Date de sortie 7 décembre 2016
Réalisé par Cristian Mungiu
Avec Adrian Titieni, Maria Drăguș,
Lia Bugnar, Mălina Manovici, Vlad Ivanov, Rareș Andrici, Gelu Colceag
Genre Drame
Production Roumaine, Française, Belge
Synopsis
Romeo, (Adrian Titieni) médecin dans une petite ville de Transylvanie, a tout mis en œuvre pour que sa fille, Eliza (Maria Drăguș), soit acceptée dans une université anglaise.
Il ne reste plus à la jeune fille, très bonne élève, qu’une formalité qui ne devrait pas poser de problème : obtenir son baccalauréat.
Mais Eliza se fait agresser et le précieux Sésame semble brutalement hors de portée.
Avec lui, c’est toute la vie de Romeo qui est remise en question quand il oublie alors tous les principes qu’il a inculqués à sa fille, entre compromis et compromissions…
Cristian Mungi a obtenu le Prix de la mise en scène grâce à Baccalauréat au festival de Cannes 2016.
Le réalisateur roumain est un grand habitué du célèbre festival puisqu'il y avait remporté la Palme d’or en 2007 pour 4 mois, 3 semaines, 2 jours.
L'Occident, son premier long métrage, a été présenté à la Quinzaine des Réalisateurs en 2002.
En 2009, Cristian Mungi est retourné à Cannes en tant que coproducteur-réalisateur-scénariste de la web série Contes de l'âge d'or. En 2012 en tant que scénariste-réalisateur avec Au-delà des collines, récompensé par le prix du meilleur scénario et de la meilleure actrice.
Cristian Mungi a fait partie du Jury du Festival en 2013.
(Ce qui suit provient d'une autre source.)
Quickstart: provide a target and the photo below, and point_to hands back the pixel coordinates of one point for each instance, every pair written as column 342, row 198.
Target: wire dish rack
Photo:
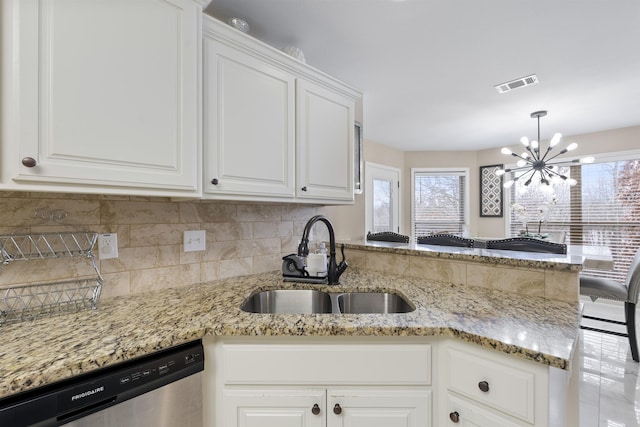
column 27, row 302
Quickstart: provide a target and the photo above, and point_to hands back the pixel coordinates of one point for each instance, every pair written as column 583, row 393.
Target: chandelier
column 535, row 161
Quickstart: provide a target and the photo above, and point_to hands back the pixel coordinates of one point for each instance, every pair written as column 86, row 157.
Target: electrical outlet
column 108, row 246
column 195, row 240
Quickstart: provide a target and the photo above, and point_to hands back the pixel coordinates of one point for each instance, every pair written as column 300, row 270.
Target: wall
column 350, row 218
column 597, row 143
column 242, row 238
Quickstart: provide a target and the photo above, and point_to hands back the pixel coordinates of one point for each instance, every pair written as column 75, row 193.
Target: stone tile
column 45, row 270
column 116, row 284
column 165, row 277
column 221, row 250
column 20, row 212
column 139, row 212
column 301, row 213
column 267, row 263
column 225, row 231
column 158, row 234
column 394, row 264
column 265, row 229
column 209, row 271
column 256, row 247
column 355, row 258
column 441, row 270
column 259, row 212
column 525, row 282
column 209, row 212
column 235, row 267
column 555, row 286
column 142, row 258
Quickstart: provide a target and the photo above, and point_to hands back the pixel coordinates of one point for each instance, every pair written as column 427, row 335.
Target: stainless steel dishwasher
column 161, row 389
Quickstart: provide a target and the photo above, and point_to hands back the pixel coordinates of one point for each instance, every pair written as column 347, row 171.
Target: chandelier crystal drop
column 535, row 161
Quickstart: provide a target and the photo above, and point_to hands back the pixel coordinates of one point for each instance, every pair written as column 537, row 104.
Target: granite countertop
column 572, row 261
column 50, row 349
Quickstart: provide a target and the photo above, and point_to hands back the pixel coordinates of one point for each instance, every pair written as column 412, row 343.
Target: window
column 439, row 201
column 603, row 208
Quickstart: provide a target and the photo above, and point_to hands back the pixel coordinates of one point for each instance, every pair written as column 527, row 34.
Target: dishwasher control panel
column 74, row 398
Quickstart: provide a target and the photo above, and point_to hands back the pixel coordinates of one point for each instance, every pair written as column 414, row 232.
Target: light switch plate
column 195, row 240
column 108, row 246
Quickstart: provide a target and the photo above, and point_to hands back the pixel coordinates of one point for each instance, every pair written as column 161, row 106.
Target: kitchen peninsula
column 533, row 338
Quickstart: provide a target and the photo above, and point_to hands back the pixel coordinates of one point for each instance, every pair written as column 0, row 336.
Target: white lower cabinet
column 463, row 413
column 290, row 407
column 380, row 382
column 328, row 382
column 311, row 407
column 369, row 408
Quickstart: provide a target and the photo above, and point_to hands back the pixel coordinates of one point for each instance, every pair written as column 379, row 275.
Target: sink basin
column 288, row 301
column 373, row 302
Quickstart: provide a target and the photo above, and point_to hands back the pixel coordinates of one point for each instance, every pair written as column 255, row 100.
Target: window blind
column 439, row 202
column 602, row 209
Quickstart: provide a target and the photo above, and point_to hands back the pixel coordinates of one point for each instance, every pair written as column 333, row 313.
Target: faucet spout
column 334, row 270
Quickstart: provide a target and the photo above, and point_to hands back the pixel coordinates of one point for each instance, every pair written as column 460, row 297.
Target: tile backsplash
column 242, row 238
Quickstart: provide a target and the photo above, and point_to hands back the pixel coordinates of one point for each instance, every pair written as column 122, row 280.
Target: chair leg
column 630, row 316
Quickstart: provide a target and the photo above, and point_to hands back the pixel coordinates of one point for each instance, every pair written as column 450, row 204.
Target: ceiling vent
column 517, row 83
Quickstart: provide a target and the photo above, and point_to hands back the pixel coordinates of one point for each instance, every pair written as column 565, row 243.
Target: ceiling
column 428, row 68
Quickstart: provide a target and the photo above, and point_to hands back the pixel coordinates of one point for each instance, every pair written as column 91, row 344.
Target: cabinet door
column 249, row 124
column 383, row 408
column 325, row 134
column 465, row 414
column 295, row 407
column 107, row 93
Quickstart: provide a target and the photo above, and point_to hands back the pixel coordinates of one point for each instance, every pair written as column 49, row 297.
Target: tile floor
column 610, row 386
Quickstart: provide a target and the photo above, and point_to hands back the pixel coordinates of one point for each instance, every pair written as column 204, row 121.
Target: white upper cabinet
column 102, row 96
column 249, row 124
column 274, row 128
column 325, row 143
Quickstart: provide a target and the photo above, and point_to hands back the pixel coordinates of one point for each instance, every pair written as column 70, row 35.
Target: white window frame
column 453, row 170
column 370, row 173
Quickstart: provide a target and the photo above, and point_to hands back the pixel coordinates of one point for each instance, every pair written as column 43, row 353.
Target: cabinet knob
column 29, row 162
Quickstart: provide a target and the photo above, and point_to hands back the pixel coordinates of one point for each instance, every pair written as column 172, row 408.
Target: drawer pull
column 29, row 162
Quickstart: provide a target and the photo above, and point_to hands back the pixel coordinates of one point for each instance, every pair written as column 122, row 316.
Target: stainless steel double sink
column 307, row 301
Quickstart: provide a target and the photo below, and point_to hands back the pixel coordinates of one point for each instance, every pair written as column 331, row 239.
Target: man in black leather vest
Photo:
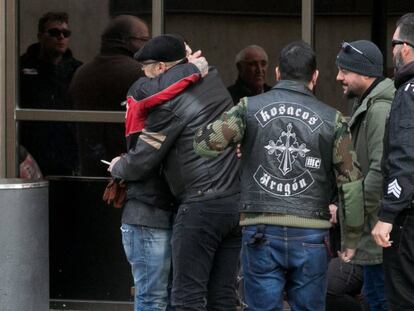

Note d'intention relevée dans le dossier de presse.
Il serait peu probable que Romeo Aldea puisse approcher de la cinquantaine sans avoir jamais fait de compromis. C’était ainsi, peut-être que c’était ce que vos parents vous avaient appris ou c’était ce que tout le monde faisait autour de vous, peut-être que c’était ce que vous aviez compris d’après ce que vous avaient dit vos professeurs, c’était tout ce dont votre esprit, votre âme, votre cœur étaient capables. Il avait dû se passer quelque chose. Et une fois que vous avez fait le premier compromis, le second puis le troisième ont été plus faciles – vous vous êtes doucement réconcilié avec l’idée que les compromis font partie de la vie et qu’après tout, il y a différentes sortes de mensonges, différentes sortes de compromis et toutes sortes de situations. En fait, si le monde était droit et juste, vous auriez aussi été droit et juste – si tout le monde autour de vous avait respecté la vérité et la loi, vous en auriez fait de même.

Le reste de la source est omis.